Response: We still wish to highlight the potential implications of H3 and H4 ubiquitination events in DSB repair in Section 2.5. However, the old Figure 1D illustrating these modifications has been removed and the corresponding figure caption (lines 212-214) has been shortened to reduce the importance given to these modifications.

4) The section regarding deubiquitinases is a bit confusing since it is organized as a list with no particular order. In order to help understand the different processes regulated by these enzymes it could be helpful to group them by the functions they perform: regulation of K63 chain formation, modification of H2AK13/15, H2AK119, H2AK125/127/129, H2BK120 and their consequences for chromatin status (transcription inhibition, access), the recruitment of different proteins, pathway choice and DNA resection. Since many of these deubiquitinases play overlapping roles this organization would help to better understand their functions.

Response: Several DUBs mentioned in this review have multiple histone substrates and for others, the specific lysine residues they modify have yet to be defined. This has made it difficult to organize Section 3 based on function or substrate. Instead, DUBs have been listed in alphabetical order. We hope the reviewer will accept this approach.

 

Minor points:

1) The definition of the different modifications by the ubiquitin system needs to be better explained: mono-ubiquitination, poly-mono-ubiquitination, chain formation and branched/mixed chain formation. It is important to understand that mono-ubiquitination on several residues in the same histone can take place.

Response: The ubiquitination definitions found in lines 51-58 have been expanded to include monoubiquitination and multi-monoubiquitination as well as linear, mixed, and branched polyubiquitin chains.
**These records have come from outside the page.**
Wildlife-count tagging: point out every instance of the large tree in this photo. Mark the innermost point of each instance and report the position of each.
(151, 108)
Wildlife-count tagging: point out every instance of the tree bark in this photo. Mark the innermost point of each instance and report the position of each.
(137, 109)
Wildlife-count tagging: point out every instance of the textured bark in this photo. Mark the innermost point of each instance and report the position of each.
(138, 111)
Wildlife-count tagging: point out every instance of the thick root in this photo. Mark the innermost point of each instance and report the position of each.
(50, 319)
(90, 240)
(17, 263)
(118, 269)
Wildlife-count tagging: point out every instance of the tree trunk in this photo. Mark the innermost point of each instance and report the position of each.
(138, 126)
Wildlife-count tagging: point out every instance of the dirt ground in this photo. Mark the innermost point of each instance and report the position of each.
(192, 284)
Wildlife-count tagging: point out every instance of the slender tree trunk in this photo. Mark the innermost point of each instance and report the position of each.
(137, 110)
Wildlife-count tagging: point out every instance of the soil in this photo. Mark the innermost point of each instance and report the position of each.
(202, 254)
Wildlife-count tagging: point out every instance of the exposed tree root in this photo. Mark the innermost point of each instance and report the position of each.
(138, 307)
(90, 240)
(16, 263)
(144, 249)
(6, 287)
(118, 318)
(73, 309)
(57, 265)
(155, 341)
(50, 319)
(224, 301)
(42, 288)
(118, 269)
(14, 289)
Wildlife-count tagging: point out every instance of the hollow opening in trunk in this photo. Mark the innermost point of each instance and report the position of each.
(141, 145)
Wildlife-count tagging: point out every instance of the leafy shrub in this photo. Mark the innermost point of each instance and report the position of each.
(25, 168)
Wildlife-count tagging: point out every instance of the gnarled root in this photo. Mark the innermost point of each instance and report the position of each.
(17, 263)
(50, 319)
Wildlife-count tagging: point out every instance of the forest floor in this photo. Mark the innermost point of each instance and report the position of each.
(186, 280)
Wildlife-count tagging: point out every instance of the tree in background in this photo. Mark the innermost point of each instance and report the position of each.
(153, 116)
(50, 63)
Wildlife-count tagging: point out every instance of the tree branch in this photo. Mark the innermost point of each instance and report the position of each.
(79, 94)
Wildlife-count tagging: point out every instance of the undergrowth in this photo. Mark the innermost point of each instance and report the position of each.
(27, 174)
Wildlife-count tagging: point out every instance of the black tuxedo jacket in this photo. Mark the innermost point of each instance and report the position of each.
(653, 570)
2) The nomenclature of the lysine residues within the manuscript is not constant. The authors should review the numbering of the lysine to make it consistent.
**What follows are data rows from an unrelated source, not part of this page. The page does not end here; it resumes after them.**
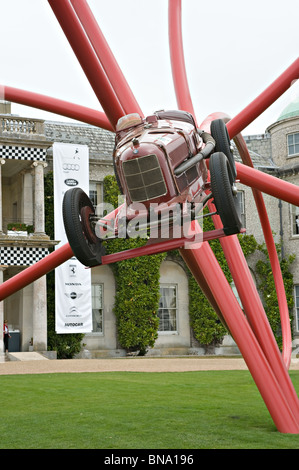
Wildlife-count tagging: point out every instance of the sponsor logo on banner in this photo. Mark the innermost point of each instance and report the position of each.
(72, 280)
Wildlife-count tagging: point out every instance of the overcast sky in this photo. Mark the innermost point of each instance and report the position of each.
(233, 51)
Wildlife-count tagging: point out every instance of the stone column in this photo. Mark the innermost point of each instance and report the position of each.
(2, 269)
(2, 162)
(39, 209)
(40, 314)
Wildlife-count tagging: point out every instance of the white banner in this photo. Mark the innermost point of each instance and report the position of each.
(72, 279)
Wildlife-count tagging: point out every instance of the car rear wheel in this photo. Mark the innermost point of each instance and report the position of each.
(225, 194)
(77, 209)
(220, 135)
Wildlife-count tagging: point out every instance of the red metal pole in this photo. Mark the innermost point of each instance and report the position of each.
(249, 346)
(282, 302)
(203, 263)
(86, 56)
(264, 100)
(268, 184)
(177, 57)
(54, 105)
(34, 272)
(276, 270)
(106, 57)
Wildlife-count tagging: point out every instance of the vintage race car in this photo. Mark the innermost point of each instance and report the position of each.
(160, 163)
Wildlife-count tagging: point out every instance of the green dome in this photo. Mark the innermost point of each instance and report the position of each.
(291, 110)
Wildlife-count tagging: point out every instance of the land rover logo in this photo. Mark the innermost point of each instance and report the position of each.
(71, 182)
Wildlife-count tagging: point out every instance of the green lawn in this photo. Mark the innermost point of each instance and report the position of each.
(188, 410)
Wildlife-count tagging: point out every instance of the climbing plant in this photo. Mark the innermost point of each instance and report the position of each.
(137, 288)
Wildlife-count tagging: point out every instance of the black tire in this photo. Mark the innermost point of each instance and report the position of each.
(225, 198)
(76, 208)
(220, 135)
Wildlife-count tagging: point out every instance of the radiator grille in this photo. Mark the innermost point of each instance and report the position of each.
(144, 178)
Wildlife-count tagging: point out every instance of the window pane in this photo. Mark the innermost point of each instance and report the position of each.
(295, 220)
(167, 308)
(293, 144)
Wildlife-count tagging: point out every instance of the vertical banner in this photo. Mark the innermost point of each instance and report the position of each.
(72, 280)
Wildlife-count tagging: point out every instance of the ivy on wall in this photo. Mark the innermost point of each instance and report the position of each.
(137, 288)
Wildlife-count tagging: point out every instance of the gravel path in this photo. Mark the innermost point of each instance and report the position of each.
(36, 364)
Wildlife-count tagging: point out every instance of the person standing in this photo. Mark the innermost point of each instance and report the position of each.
(6, 336)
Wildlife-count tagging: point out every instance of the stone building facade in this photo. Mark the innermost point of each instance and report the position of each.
(26, 148)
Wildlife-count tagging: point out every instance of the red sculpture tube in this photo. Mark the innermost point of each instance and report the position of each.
(201, 265)
(104, 54)
(197, 260)
(268, 184)
(54, 105)
(177, 58)
(89, 62)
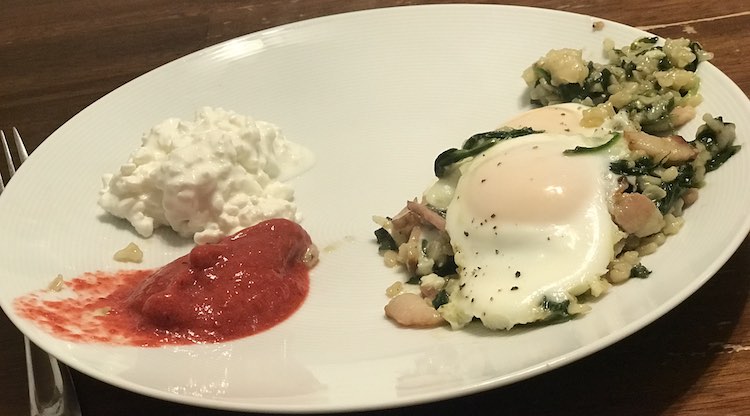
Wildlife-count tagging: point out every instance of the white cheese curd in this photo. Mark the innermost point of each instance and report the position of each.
(207, 178)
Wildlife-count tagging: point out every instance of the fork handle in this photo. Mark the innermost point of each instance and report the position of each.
(51, 389)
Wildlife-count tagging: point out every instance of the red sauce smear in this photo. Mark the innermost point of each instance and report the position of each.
(244, 284)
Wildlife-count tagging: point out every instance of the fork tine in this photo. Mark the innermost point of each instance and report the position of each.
(20, 147)
(8, 158)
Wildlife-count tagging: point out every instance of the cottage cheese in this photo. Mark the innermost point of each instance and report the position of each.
(207, 178)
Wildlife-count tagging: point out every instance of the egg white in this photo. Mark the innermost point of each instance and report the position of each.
(530, 226)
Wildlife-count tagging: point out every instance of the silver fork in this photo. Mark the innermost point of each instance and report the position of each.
(51, 389)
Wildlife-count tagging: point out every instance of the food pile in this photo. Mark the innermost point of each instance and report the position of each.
(525, 222)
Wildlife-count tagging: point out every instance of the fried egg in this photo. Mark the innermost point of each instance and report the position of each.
(529, 225)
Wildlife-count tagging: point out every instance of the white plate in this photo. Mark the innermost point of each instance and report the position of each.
(376, 95)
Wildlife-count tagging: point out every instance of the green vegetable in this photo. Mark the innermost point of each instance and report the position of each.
(385, 240)
(721, 157)
(558, 311)
(440, 299)
(582, 150)
(639, 271)
(676, 188)
(447, 268)
(475, 145)
(641, 166)
(719, 142)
Response: Throughout the text, monoubiquitination has been denoted by “ub1” following the histone and lysine residue (i.e. H2AK119ub1). Polyubiquitin chains have now been clearly specified i.e. K63-linked polyubiquitin chains.

3) The access of 53BP1 to chromatin is regulated by the binding to H4K20me2. The authors refer to the functions of JMJD2A in this context, they should include a similar role found for L3MBTL1 in blocking the access to H4K20me2.
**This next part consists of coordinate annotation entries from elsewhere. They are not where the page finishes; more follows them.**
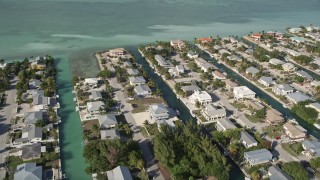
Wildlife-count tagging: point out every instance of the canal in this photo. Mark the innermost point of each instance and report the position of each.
(173, 102)
(70, 129)
(274, 103)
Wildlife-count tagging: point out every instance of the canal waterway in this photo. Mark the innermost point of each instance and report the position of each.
(271, 101)
(70, 129)
(173, 102)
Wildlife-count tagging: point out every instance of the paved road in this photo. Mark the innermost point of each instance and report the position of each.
(5, 116)
(152, 167)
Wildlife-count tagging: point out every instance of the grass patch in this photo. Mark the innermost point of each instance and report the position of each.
(293, 149)
(273, 131)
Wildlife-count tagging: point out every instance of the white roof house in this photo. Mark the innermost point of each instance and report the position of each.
(28, 171)
(297, 97)
(137, 80)
(107, 121)
(243, 92)
(158, 111)
(224, 124)
(212, 112)
(200, 96)
(288, 67)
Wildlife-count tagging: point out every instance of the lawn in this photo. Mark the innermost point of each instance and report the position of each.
(293, 149)
(141, 105)
(273, 131)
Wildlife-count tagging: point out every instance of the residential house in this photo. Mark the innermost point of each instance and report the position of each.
(188, 90)
(132, 72)
(95, 95)
(230, 84)
(224, 124)
(304, 74)
(28, 171)
(191, 54)
(252, 70)
(275, 62)
(218, 75)
(202, 97)
(295, 132)
(243, 92)
(259, 156)
(109, 134)
(34, 84)
(107, 121)
(212, 112)
(297, 97)
(288, 67)
(274, 117)
(178, 44)
(161, 61)
(282, 89)
(137, 80)
(119, 173)
(95, 107)
(32, 151)
(247, 140)
(30, 118)
(275, 173)
(312, 148)
(266, 81)
(142, 90)
(158, 111)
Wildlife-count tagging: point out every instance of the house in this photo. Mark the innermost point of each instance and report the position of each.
(161, 61)
(205, 40)
(295, 132)
(315, 106)
(188, 90)
(282, 89)
(243, 92)
(137, 80)
(212, 112)
(34, 84)
(109, 134)
(275, 173)
(247, 140)
(200, 96)
(256, 36)
(274, 117)
(95, 107)
(218, 75)
(288, 67)
(230, 84)
(259, 156)
(224, 124)
(178, 44)
(297, 97)
(91, 81)
(95, 95)
(28, 171)
(312, 148)
(266, 81)
(252, 70)
(191, 54)
(32, 151)
(30, 134)
(275, 62)
(304, 75)
(158, 111)
(107, 121)
(142, 90)
(30, 118)
(119, 173)
(132, 72)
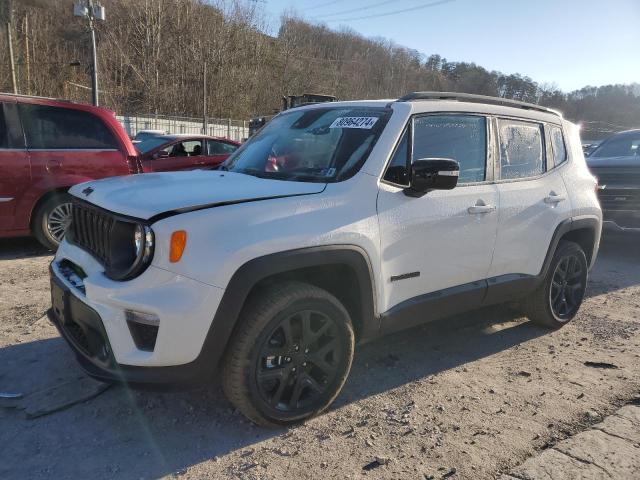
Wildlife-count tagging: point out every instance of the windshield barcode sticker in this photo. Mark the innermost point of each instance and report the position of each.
(354, 122)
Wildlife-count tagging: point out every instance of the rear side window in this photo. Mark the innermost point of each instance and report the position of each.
(460, 137)
(220, 148)
(521, 149)
(559, 148)
(53, 128)
(188, 148)
(4, 137)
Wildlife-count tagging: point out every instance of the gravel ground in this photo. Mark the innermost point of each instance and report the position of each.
(470, 397)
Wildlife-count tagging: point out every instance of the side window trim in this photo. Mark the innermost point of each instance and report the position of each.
(27, 109)
(15, 135)
(545, 160)
(490, 147)
(551, 157)
(564, 143)
(406, 130)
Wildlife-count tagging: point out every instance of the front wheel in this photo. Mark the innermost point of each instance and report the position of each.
(51, 220)
(290, 356)
(560, 295)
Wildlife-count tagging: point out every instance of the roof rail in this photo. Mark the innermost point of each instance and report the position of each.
(8, 94)
(468, 97)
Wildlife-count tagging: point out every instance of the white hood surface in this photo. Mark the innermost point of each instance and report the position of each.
(149, 194)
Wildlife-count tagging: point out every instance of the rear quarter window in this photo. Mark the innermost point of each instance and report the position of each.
(53, 128)
(521, 149)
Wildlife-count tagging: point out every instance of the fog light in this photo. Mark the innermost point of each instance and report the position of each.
(143, 328)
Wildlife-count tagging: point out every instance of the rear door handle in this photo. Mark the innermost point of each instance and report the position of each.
(476, 209)
(554, 198)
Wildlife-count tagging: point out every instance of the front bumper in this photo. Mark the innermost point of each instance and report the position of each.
(82, 328)
(92, 319)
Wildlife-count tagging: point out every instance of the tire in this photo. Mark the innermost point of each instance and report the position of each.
(557, 300)
(278, 379)
(51, 219)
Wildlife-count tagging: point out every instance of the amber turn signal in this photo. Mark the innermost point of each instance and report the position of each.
(178, 244)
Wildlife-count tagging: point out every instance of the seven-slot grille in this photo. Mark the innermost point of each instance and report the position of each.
(91, 230)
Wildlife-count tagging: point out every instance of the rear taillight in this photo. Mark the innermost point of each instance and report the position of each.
(134, 164)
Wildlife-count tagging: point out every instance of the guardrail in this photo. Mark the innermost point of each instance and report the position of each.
(218, 127)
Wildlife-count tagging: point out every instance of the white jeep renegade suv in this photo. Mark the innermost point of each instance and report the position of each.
(333, 224)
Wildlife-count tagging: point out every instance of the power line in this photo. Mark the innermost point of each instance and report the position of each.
(386, 14)
(368, 7)
(324, 4)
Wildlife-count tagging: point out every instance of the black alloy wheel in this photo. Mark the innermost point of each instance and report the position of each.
(298, 361)
(567, 287)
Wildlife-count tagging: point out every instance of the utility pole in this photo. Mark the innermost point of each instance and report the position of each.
(204, 97)
(6, 13)
(12, 62)
(26, 52)
(92, 11)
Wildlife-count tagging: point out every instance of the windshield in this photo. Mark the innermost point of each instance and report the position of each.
(150, 143)
(317, 145)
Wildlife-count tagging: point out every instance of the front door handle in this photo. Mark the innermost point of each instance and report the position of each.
(476, 209)
(554, 198)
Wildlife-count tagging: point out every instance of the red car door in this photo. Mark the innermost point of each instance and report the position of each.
(15, 169)
(180, 155)
(218, 151)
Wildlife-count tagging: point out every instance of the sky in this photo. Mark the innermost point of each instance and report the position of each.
(569, 43)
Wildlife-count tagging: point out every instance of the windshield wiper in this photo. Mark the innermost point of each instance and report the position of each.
(280, 175)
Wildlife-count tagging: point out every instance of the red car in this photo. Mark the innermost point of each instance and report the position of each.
(48, 145)
(183, 152)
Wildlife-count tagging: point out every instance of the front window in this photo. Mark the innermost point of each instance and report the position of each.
(625, 145)
(317, 145)
(150, 143)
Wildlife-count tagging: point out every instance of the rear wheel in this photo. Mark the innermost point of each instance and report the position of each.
(559, 297)
(291, 355)
(51, 220)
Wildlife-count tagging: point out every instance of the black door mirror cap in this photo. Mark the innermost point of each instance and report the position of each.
(429, 174)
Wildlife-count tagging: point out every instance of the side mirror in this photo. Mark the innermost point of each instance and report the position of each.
(432, 174)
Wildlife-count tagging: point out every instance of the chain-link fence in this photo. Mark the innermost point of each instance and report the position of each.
(218, 127)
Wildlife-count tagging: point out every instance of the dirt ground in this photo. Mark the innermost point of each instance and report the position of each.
(469, 397)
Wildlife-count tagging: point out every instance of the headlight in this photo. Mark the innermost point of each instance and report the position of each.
(132, 247)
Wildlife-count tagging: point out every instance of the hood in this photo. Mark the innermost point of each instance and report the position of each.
(614, 162)
(150, 194)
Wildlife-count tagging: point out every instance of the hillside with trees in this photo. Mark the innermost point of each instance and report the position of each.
(151, 56)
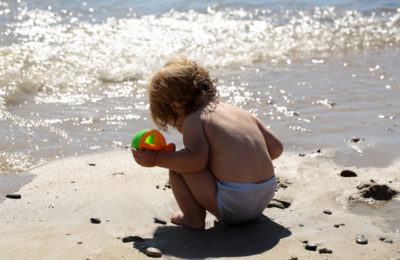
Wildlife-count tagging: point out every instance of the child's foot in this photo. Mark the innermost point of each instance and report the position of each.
(181, 220)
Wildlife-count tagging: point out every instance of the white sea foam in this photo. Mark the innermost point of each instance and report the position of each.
(57, 54)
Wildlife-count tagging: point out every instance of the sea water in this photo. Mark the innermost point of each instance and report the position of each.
(324, 77)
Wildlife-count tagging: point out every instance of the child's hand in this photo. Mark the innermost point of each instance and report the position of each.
(145, 158)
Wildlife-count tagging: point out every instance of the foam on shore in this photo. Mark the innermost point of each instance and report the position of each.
(52, 220)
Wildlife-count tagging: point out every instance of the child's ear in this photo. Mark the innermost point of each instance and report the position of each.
(177, 107)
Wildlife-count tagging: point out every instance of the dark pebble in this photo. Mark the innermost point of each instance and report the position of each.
(153, 252)
(160, 221)
(361, 240)
(95, 220)
(363, 186)
(276, 204)
(129, 239)
(386, 240)
(348, 173)
(356, 139)
(325, 251)
(311, 247)
(14, 196)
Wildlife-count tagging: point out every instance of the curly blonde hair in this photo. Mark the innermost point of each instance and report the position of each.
(182, 81)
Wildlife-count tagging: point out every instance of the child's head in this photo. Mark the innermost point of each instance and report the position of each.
(182, 81)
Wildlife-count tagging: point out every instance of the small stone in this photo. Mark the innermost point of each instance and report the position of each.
(129, 239)
(276, 204)
(153, 252)
(363, 186)
(311, 247)
(361, 240)
(160, 221)
(95, 220)
(325, 251)
(386, 240)
(14, 196)
(348, 173)
(282, 185)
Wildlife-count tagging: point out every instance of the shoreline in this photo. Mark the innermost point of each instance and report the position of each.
(52, 219)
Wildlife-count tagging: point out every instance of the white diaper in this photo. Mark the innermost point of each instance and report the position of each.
(240, 202)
Response: The polyubiquitination of L3MBTL1 by RNF8 and subsequent proteasomal degradation in order to facilitate 53BP1 binding to H4K20me2 has been discussed in lines 139-150.

 

Round 2

Reviewer 3 Report

The new version of the revision has included all the changes that I had suggested and addressed all my comments. Thanks to the authors for their nice and comprehensive work. I think that the paper is now ready for its publication.